This script provides animation properties that allow you to easily design window animations using a declarative approach. Rather than writing how the animation should be performed, you simply write what you expect it to do, and this designer handles the animation for you!
There are two types of animations
- opening animations
- closing animations
Opening animations are run whenever a window is opened, while closing animations are run whenever a window is closed.
The following animation options are available, which you can use to design your animations
- Window moving
- Window resizing
- Window fading
Script: download here
Here are some examples of custom menu window animations. To see them in action, copy them under this script, run your game, then open the party menu.
Sample1 – window slides in from the outside, slides out outwards
Sample2 – window slides in from the outside, then crosses across the screen
Sample3 – windows slide in from the outside, performs fade-in and fade-out. These are the animations used for the preview picture.

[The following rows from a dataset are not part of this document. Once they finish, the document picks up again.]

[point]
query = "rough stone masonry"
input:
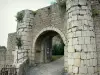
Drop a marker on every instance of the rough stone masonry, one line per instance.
(78, 26)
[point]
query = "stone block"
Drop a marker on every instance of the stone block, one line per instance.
(70, 41)
(71, 49)
(78, 33)
(84, 48)
(77, 62)
(87, 40)
(94, 62)
(75, 69)
(91, 70)
(83, 70)
(78, 48)
(70, 61)
(83, 55)
(77, 55)
(75, 41)
(70, 69)
(70, 55)
(81, 40)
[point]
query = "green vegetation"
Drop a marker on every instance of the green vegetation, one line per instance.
(95, 12)
(34, 13)
(55, 57)
(58, 49)
(20, 16)
(18, 42)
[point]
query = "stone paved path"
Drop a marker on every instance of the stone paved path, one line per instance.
(53, 68)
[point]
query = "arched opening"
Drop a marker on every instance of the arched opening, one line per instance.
(47, 47)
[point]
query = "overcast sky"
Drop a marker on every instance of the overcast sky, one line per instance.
(8, 10)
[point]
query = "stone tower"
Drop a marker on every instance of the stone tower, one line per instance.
(24, 30)
(81, 38)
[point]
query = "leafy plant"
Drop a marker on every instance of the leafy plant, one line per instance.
(95, 12)
(20, 16)
(34, 13)
(18, 42)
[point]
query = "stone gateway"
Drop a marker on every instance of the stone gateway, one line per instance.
(77, 22)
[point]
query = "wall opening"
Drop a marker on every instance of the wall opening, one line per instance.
(49, 46)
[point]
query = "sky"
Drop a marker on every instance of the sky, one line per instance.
(8, 11)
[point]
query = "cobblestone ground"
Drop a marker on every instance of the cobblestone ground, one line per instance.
(53, 68)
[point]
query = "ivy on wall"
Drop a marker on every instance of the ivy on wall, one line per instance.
(20, 16)
(58, 49)
(18, 42)
(95, 12)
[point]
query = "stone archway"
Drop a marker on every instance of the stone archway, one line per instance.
(46, 33)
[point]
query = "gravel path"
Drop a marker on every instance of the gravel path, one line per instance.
(53, 68)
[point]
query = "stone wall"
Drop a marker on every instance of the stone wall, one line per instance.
(75, 25)
(11, 43)
(96, 19)
(2, 56)
(82, 55)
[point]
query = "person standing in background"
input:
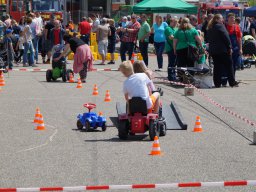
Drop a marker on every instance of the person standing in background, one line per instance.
(143, 37)
(169, 33)
(103, 32)
(112, 41)
(158, 29)
(85, 29)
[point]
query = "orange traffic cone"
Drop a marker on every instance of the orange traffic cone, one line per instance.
(107, 97)
(133, 57)
(95, 90)
(198, 126)
(71, 78)
(37, 115)
(79, 84)
(40, 123)
(156, 147)
(2, 82)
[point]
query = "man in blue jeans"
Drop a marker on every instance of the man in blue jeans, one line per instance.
(129, 38)
(169, 33)
(143, 37)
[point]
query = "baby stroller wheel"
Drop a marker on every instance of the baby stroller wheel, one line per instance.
(49, 75)
(64, 75)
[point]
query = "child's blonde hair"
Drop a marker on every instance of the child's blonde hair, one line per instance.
(140, 67)
(126, 68)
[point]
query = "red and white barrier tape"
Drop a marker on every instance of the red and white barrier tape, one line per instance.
(44, 70)
(139, 186)
(214, 102)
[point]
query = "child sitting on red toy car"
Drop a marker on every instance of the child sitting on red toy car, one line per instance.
(137, 85)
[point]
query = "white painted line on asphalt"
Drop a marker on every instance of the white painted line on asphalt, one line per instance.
(171, 185)
(42, 145)
(212, 184)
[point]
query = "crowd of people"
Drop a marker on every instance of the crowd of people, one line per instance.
(214, 38)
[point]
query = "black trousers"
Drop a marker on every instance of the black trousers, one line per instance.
(223, 63)
(182, 58)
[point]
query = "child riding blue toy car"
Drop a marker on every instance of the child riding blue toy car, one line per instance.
(91, 120)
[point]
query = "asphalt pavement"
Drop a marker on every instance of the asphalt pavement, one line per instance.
(64, 156)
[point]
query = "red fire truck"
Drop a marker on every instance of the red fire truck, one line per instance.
(223, 8)
(18, 8)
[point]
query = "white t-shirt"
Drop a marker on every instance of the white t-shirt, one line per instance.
(137, 86)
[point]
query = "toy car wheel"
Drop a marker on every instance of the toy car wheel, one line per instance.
(123, 130)
(162, 128)
(79, 124)
(104, 127)
(153, 129)
(87, 126)
(64, 75)
(48, 75)
(69, 71)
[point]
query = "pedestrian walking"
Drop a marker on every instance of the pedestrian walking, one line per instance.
(184, 37)
(85, 29)
(83, 59)
(28, 56)
(220, 48)
(103, 33)
(159, 40)
(169, 33)
(129, 38)
(112, 41)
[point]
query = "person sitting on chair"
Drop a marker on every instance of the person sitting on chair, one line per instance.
(137, 85)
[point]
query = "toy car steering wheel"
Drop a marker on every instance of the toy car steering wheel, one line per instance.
(90, 106)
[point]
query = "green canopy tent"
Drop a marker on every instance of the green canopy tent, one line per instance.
(164, 6)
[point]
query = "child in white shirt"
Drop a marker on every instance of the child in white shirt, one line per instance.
(137, 85)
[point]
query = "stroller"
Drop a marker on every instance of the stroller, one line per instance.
(200, 78)
(3, 57)
(249, 51)
(59, 69)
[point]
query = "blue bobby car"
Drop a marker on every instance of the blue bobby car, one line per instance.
(91, 120)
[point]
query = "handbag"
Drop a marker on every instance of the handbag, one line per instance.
(193, 52)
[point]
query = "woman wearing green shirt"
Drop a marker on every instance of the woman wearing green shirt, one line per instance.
(184, 36)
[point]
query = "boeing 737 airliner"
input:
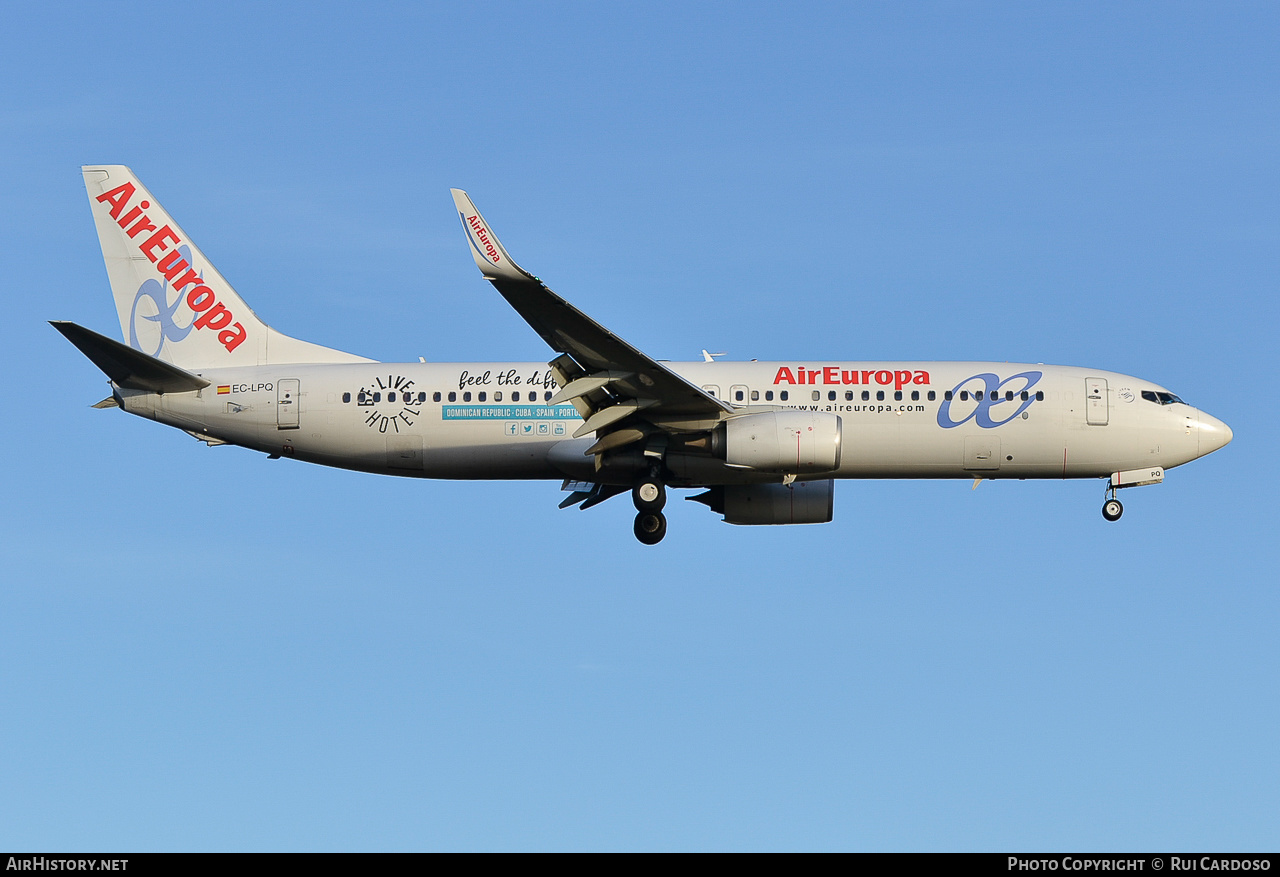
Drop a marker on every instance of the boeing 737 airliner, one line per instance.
(766, 441)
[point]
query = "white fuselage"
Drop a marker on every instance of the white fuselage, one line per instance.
(490, 420)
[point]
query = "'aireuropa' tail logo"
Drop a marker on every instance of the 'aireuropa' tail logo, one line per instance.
(174, 266)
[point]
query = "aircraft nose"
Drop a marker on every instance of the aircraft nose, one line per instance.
(1212, 434)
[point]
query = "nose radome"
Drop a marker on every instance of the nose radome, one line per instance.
(1214, 434)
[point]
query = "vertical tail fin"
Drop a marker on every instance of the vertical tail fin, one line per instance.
(172, 301)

Place this script below Materials and above Main
To create an opening animation, define the following method in your window:
def opening_animation # animation options end
To create a closing animation, define the following method in your window
def closing_animation # animation options end
The following animation options are available
@new_x - moves the window to the new x coord @new_y - moves the window to the new y coord @new_width - adjusts the width of the window @new_height - adjusts the height of the window @new_opacity - adjust the opacity of the window @fade_speed - how fast the opacity changes @slide_speed - how fast the size and position change
See the examples for a demonstration on how they are used.
Note that the initial positions and other properties of the window may need to be changed in order to achieve the desired animation effects. For example, if you want a window to slide in from outside the screen, you need to first re-position the window outside of the screen before specifying the new x or y positions.